After 1945 Sweceny divorced her husband, but maintained a good relationship with him and his second wife Heidi Ebenstein until the end. Sweceny spent the last years of her life in her apartment in the skyscraper. She went on numerous study trips, learned foreign languages ​​and maintained numerous correspondence with friends who had emigrated from before the Second World War and new, mostly American friends, whom she had met while working as a tour guide in Vienna. Maria Charlotte Sweceny died of a weak heart on March 15, 1956 and was buried in the family grave at the Döblinger Friedhof in Vienna.

Individual evidence

  1. ↑ On this and in the following: Christopher Dietz: Alexander Lernet-Holenia and Maria Charlotte Sweceny. Letters 1938–1945. Böhlau, Vienna 2013, pp. 335–399 ( Maria Charlotte Sweceny: attempt at a portrait ).
  2. Milan Dubrovic: Misappropriated history. The Viennese salons and literary cafes. Paul Zsolnay Verlag, Vienna and Hamburg 1985, p. 262.
  3. Playing children hangs today in the Lehmbruck Museum of the city of Duisburg. In 1924, the controversial picture was attacked in an exhibition by an angry visitor, cf.

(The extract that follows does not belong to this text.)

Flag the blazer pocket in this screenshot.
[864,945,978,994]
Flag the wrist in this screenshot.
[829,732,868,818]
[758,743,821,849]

Tobias Natter (ed.): Oskar Kokoschka. The modern portrait 1909 to 1914. Edited by Tobias G. Natter on behalf of the Neue Galerie New York. Dumont, Cologne 2002. The portrait of Richard Stein (oil on canvas, approx. 91 × 71 cm) has been lost (cf. Johann Winkler and Katharina Erling: Oskar Kokoschka. The paintings 1906–1929. Verlag Galerie Welz, Salzburg 1995, p. 12). In 1937 the Nazis removed the picture as " degenerate " from the Dresden National Gallery (see Eric Kandel: The Age of Insight: The Quest to Understand the Unconscious in Art, Mind, and Brain, from Vienna 1900 to the Present. Random House, New York 2012, p. 158).
  4. See Iris Meder Judith Eiblmayr: Haus Hoch. The Herrengasse skyscraper and its famous residents. Metroverlag, Vienna 2009 passim.
  5. Milan Dubrovic: Misappropriated history. The Viennese salons and literary cafes. Paul Zsolnay Verlag, Vienna and Hamburg 1985, p. 262ff.
  6. Ibid. P. 262.
  7. The house had previously belonged to Anna Freud , who, after the “ Anschluss ” in 1938, had to sell it in the course of her emigration and wanted to put it in trustworthy hands. Hans A. Vetter, a close friend of the Sweceny couple, brokered the purchase; Otto C. Sweceny was the “Aryan” front man in the transaction (cf. Christopher Dietz: Alexander Lernet-Holenia and Maria Charlotte Sweceny. Letters 1938–1945. Böhlau, Vienna 2013, p. 391).
  8. Ibid. P. 21.
  9. See above all Christopher Dietz: Alexander Lernet-Holenia and Maria Charlotte Sweceny. Letters 1938–1945. Böhlau, Vienna 2013, p. 43 ff.
  10. "[...] this book, which is my favorite of all I've written [...]" (Alexander Lernet-Holenia: Letter to Peter Suhrkamp. St. Wolfgang. December 8, 1943, quoted from A. Lernet -Holenia: Das lyrische Gesamtwerk. Ed. By Roman Rocek. Paul Zsolnay Verlag, Vienna and Darmstadt 1989, p. 656).
  11. Christopher Dietz: "I am probably the poet with one of the most ridiculous fates" - Alexander Lernet-Holenia's letters to Maria Charlotte Sweceny. Dissertation, University of Vienna, 2011; 2013 in book form: Christopher Dietz: Alexander Lernet-Holenia and Maria Charlotte Sweceny. Letters 1938–1945. Böhlau, Vienna 2013.

literature

  • Christopher Dietz: Alexander Lernet-Holenia and Maria Charlotte Sweceny. Letters 1938–1945. Böhlau, Vienna 2013.
  • Christopher Dietz: Lernet and his Lotte . In: Der Standard (album), 24./25. August 2013 ( http://derstandard.at/1376534501296/Lernet-und-seine-Lotte )
  • Milan Dubrovic: Misappropriated story. The Viennese salons and literary cafes. Paul Zsolnay Verlag, Vienna and Hamburg 1985.
  • Iris Meder and Judith Eiblmayr: Haus Hoch. The Herrengasse skyscraper and its famous residents. Metroverlag, Vienna 2009.